I genitori hanno bisogno a loro volta di essere accolti e capiti, al fine di rivisitare, condividendola e rielaborandola, quella storia di vita familiare e di coppia nella quale si incistano i vissuti traumatici irrisolti che si pongono come registi occulti nella difficoltà
evolutive dei figli.
Sono genitori difficili da raggiungere perché feriti narcisisticamente dalle difficoltà̀
evolutive dei figli, che difensivamente banalizzano o viceversa drammatizzano, quando, invece, necessitano di essere accompagnati nella decodifica del significato simbolico e comunicativo dell’azione antisociale, nella quale il figlio condensa ed arena la sua richiesta di aiuto.
Evitare pregiudizi
È necessario strutturare anche con loro un setting mentalmente contenitivo nel quale l’operatore (ma anche il tutore) rifugga dal rischio di sostituirli con la sua presenza, ma viceversa costruire una motivazione alla rielaborazione della storia relazionale con il figlio, valorizzando la disponibilità a porsi come insostituibili alleati nell’attuazione del percorso riabilitativo.

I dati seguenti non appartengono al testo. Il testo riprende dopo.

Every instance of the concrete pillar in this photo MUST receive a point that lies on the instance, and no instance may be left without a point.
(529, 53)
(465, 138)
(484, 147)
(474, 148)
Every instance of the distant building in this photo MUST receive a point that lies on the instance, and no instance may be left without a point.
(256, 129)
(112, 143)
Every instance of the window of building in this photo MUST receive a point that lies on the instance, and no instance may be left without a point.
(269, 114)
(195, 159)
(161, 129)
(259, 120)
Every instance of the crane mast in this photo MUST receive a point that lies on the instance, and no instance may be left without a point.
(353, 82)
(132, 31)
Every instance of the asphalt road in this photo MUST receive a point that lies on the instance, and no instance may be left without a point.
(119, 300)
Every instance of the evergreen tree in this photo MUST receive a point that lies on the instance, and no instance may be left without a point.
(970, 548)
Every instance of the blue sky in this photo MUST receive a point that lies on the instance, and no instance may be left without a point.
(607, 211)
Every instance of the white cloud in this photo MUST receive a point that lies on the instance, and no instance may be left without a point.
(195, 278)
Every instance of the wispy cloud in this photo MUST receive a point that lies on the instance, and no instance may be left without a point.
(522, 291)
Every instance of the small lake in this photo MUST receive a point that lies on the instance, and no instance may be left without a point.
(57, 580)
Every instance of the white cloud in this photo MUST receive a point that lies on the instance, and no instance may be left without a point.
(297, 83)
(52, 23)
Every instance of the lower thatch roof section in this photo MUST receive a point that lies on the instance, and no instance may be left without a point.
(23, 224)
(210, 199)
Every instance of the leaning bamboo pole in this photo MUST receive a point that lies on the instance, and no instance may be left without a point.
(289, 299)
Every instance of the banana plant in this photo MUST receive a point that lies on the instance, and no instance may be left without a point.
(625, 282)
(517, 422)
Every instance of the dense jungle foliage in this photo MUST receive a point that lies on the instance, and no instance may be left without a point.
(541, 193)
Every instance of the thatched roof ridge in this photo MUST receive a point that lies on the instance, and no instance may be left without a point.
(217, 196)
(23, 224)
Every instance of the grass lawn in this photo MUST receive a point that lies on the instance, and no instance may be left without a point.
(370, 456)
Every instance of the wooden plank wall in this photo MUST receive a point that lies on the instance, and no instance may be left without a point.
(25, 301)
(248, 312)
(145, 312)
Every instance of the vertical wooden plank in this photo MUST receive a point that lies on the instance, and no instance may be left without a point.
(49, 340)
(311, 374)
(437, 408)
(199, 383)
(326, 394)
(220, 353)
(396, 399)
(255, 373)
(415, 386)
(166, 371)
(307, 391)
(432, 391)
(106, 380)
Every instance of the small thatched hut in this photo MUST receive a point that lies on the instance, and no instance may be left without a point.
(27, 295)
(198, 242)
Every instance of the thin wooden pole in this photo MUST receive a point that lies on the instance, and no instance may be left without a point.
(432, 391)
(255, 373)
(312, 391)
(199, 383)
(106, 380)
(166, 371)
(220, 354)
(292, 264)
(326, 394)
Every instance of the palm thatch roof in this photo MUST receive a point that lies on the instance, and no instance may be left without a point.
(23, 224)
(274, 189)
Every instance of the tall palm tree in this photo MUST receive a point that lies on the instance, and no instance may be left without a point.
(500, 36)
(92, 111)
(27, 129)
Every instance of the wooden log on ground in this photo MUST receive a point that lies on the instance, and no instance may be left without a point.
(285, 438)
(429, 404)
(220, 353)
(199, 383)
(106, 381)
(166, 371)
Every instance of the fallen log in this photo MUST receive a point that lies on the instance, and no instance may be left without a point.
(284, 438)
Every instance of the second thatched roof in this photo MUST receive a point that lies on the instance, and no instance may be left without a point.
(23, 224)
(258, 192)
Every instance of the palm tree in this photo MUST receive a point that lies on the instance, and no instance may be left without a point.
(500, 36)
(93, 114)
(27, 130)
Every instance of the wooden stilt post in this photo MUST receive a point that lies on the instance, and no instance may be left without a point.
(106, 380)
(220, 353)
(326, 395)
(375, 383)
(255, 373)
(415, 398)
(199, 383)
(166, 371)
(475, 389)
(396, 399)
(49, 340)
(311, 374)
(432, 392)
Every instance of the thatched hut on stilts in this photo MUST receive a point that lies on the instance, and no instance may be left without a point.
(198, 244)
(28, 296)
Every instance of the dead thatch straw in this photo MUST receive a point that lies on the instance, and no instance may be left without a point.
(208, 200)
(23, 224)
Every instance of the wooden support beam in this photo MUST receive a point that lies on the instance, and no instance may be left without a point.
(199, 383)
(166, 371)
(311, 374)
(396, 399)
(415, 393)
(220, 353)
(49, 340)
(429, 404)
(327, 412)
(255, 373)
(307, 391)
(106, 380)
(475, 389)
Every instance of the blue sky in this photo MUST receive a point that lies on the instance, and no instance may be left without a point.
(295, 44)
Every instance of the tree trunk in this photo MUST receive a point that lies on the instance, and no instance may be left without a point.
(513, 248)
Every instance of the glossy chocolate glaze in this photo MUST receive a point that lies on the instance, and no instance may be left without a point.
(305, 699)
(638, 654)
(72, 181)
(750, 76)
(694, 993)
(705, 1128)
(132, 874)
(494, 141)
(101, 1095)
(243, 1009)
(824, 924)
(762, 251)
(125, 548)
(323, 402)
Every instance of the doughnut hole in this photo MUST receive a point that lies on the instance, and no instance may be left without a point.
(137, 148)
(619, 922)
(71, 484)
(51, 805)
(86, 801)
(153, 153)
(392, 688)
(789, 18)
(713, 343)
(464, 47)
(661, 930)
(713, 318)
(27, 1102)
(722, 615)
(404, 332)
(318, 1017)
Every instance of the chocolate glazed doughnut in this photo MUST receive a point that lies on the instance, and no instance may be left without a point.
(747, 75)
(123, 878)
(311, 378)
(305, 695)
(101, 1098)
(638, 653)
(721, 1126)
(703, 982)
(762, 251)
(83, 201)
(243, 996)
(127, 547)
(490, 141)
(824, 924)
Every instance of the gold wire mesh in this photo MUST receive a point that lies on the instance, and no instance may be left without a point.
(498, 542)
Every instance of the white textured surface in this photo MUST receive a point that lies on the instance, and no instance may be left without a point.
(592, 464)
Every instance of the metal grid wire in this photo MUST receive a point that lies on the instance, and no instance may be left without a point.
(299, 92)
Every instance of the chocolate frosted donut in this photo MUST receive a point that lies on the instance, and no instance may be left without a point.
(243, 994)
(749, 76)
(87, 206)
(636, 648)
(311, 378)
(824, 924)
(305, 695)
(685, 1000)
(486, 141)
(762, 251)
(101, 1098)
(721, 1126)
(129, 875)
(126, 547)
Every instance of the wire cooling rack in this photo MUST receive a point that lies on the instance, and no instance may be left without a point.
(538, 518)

Nel caso del MNSA, verificare, quali risorse ci sono in ambito familiare (anche se distanti geograficamente) e operare presentificazioni e/o coinvolgimenti, laddove è possibile.
Minori Stranieri Non Accompagnati
Conoscere le storie delle tante ragazze e ragazzi, sapere il perché hanno affrontato il
“viaggio della speranza”, quale sia il loro progetto migratorio, può aiutare ad accoglierli nel miglior modo possibile.
Ogni storia è una storia a sè, non si possono usare categorie omologanti e anonime.
È nei giorni immediatamente successivi agli sbarchi che si gioca tutto: la possibilità di aiutarli e integrarli evitando che fuggano a proprio rischio o, peggio ancora, che finiscano preda di traffici illegali, nella prostituzione, nella devianza o nel reclutamento da parte di criminalità organizzata.
Le tantissime storie di questi ragazzi, minori di età , ma al tempo stesso costretti a diventare precocemente “adulti” ci riporta ad una realtà soggettiva complessa fatta di dolore e di speranza che prima di tutto va accolta, capita, riparata e guidata.
Il ruolo del mediatore: il ponte tra due culture
Il mediatore culturale svolge un ruolo chiave in tutti quei delicati interventi in cui è
prevista un’interlocuzione tra culture diverse, come nel caso di progetti di accoglienza ed assistenza di minori migranti, in cui i beneficiari si trovano ad approcciare una realtà completamente nuova e lontana da quella di appartenenza.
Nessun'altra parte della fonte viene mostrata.